When the association between cues and behavior is predictable and continuous, livestock can control or influence the results of their actions (i.e., controllability). An animal may understand the association between auditory cue and the impending electrical cue, but without the ability to locate the grazing area and escape the boundary zone, the animal has no control over its response. Without this perceived control, livestock may struggle to locate the grazing area and are more likely to attempt unpredictable movements to escape the boundary zone (e.g., enter the exclusion zone). Animals could also endure the electrical cue rather than escaping it. If this occurs over an extended period, animals may develop ‘learned helplessness,’ a condition where an animal perceives no relationship between their behavior and receiving an electrical cue (Moberg 1985; Domjan 2014). Learned helplessness is more likely to occur when VFs are complex (e.g., sharp angles/corners or overlapping fences). With complex fence designs, livestock struggle to avoid or escape auditory or electrical cues in the boundary zone (Figure 4). Virtual fences should be designed with wider angles (>90°) to lessen the likelihood of repeated cues, which may cause chronic stress and have long term consequences for production and animal welfare.
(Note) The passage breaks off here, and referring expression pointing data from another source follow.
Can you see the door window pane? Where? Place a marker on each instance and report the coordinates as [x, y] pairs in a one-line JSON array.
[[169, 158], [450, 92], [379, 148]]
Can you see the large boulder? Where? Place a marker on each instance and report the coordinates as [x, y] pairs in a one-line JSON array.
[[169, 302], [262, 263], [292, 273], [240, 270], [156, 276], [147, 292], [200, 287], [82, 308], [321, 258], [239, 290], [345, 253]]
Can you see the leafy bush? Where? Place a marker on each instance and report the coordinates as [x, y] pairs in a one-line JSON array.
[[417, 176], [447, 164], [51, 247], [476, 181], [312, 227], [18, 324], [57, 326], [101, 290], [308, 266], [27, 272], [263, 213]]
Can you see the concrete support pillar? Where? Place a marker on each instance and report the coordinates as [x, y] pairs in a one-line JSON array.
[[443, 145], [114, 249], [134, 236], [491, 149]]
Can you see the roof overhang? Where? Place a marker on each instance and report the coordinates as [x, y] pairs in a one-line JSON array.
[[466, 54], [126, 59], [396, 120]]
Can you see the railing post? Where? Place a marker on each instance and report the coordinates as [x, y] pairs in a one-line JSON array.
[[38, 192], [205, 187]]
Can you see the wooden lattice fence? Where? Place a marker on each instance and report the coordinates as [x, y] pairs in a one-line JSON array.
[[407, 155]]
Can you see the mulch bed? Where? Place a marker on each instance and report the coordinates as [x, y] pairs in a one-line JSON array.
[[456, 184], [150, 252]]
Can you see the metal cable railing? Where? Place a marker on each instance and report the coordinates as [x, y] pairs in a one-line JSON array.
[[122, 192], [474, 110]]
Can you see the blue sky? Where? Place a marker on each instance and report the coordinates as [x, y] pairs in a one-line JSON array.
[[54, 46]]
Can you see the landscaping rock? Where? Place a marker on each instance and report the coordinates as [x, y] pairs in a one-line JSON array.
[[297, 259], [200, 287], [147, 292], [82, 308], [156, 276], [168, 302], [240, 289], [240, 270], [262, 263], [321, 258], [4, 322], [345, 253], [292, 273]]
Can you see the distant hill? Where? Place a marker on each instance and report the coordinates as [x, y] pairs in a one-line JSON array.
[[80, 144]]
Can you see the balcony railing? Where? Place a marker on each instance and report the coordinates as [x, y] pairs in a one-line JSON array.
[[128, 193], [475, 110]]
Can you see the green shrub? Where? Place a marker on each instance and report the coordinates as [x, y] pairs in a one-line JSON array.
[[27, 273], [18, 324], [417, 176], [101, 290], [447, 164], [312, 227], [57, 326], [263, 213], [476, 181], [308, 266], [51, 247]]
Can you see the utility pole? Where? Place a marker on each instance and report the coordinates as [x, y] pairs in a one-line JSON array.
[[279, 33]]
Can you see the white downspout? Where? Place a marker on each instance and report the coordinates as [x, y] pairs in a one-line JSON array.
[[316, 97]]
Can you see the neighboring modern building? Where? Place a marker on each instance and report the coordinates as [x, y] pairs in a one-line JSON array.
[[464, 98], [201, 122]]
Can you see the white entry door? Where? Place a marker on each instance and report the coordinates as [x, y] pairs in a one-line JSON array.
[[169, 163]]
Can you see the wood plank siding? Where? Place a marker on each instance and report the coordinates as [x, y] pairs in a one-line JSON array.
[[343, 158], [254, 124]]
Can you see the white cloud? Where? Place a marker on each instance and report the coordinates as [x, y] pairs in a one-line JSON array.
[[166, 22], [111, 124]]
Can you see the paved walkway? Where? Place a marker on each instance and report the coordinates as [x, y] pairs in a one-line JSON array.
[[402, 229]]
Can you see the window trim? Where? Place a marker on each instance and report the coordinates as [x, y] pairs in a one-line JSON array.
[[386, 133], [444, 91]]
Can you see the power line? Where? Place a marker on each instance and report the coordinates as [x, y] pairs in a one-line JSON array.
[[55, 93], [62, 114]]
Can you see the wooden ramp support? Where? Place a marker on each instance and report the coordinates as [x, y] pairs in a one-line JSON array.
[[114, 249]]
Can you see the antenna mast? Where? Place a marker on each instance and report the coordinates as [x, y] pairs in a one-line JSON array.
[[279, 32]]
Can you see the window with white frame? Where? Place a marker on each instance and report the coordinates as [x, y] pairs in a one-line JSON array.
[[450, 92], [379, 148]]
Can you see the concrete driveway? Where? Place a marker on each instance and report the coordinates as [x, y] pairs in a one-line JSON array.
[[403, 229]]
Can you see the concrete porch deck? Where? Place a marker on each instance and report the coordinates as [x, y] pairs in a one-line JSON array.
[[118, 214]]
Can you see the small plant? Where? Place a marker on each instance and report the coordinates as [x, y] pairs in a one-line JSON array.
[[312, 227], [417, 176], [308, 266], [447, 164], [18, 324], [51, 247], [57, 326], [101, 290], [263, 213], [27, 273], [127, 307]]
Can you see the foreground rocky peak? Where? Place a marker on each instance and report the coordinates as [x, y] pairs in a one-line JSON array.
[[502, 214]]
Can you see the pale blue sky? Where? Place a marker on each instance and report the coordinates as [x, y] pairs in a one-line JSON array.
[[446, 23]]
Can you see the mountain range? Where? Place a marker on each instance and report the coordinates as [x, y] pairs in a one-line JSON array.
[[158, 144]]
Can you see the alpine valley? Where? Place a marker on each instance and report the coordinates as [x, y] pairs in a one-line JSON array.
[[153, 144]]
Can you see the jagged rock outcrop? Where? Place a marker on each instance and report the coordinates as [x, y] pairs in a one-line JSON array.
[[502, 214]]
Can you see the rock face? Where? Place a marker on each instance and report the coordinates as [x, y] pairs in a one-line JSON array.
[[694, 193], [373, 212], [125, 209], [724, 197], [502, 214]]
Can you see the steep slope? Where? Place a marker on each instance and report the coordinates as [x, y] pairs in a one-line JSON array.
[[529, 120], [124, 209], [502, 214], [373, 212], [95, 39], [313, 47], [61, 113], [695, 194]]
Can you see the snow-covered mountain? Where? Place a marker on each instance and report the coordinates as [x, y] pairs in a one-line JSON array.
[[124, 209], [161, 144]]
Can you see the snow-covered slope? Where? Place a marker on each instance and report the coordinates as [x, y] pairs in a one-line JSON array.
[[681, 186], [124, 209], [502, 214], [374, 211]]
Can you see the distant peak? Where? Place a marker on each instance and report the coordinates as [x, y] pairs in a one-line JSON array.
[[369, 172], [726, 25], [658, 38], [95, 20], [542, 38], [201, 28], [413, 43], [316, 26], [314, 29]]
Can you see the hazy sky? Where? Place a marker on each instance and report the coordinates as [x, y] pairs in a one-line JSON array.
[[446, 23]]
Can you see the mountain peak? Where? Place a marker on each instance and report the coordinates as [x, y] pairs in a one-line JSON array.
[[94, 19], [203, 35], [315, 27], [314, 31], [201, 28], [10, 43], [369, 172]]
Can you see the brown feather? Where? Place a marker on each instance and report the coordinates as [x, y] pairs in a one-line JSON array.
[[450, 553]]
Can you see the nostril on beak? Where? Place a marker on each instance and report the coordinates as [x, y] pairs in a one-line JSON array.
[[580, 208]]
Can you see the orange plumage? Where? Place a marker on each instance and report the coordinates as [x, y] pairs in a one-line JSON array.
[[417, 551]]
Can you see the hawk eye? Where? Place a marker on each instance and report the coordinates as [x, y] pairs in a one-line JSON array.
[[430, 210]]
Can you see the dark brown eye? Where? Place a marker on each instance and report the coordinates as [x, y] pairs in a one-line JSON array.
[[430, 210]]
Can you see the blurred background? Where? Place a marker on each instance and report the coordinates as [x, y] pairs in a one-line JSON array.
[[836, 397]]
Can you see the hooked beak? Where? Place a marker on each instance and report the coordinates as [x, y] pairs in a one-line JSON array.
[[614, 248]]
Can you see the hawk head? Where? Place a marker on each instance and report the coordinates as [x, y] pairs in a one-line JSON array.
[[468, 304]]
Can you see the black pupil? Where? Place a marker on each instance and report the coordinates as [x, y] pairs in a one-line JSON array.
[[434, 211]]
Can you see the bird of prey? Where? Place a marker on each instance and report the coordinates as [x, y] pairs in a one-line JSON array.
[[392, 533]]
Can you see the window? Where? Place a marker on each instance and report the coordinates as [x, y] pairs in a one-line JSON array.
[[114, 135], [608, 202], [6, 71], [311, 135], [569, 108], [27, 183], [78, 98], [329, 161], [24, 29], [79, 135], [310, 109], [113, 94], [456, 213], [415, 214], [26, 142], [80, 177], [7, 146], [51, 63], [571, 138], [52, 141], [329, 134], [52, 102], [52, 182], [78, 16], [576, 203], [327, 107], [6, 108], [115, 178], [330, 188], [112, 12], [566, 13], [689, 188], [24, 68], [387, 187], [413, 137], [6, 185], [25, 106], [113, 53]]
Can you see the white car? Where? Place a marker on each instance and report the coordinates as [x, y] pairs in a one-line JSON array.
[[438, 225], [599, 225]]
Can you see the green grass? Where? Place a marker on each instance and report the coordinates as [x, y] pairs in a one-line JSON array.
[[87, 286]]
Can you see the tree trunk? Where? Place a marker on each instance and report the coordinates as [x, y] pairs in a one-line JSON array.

The electrical cue has been the major concern for animal welfare (Campbell et al. 2019). However, it is likely that this is only an acute livestock stressor, or short-term stress response. Short-term stress is common (e.g., minor injuries, interactions with unfamiliar animals or people) and has limited long term consequences as animals are able to cope or return to normal levels of stress on their own (Lee et al. 2018). The greatest hazard in a VF system may be related to possible chronic stress, which could occur when an animal is unable to successfully navigate a boundary zone. Stress responses are more likely to occur if the association between the auditory and electrical cues breaks down or if fences are overly complex. Chronic stress occurs when an animal is unable to cope with the new stress load and cannot return to their normal stress level (Seyle 1976; Moberg 1985). Chronic stress affects livestock operations by negatively impacting livestock health1, weight gain2, and reproduction3 (Moberg 19851; Chen et al. 20151; Brown and Vosloo 20171; Cooke 20142; Fernandez-Novo et al. 20202; Dobson and Smith 20003, Dobson et al. 20013; Von Borell et al. 20073; Café et al. 20113; Kumar et al. 20123; Fernandez-Novo et al. 20203). Predictability and controllability limit both chronic and acute stress in livestock (Lee et al. 2018). In a VF system, ensuring livestock are properly trained and the association is predictable, controllable, and consistent is important to limit the animal welfare consequences due to chronic stress.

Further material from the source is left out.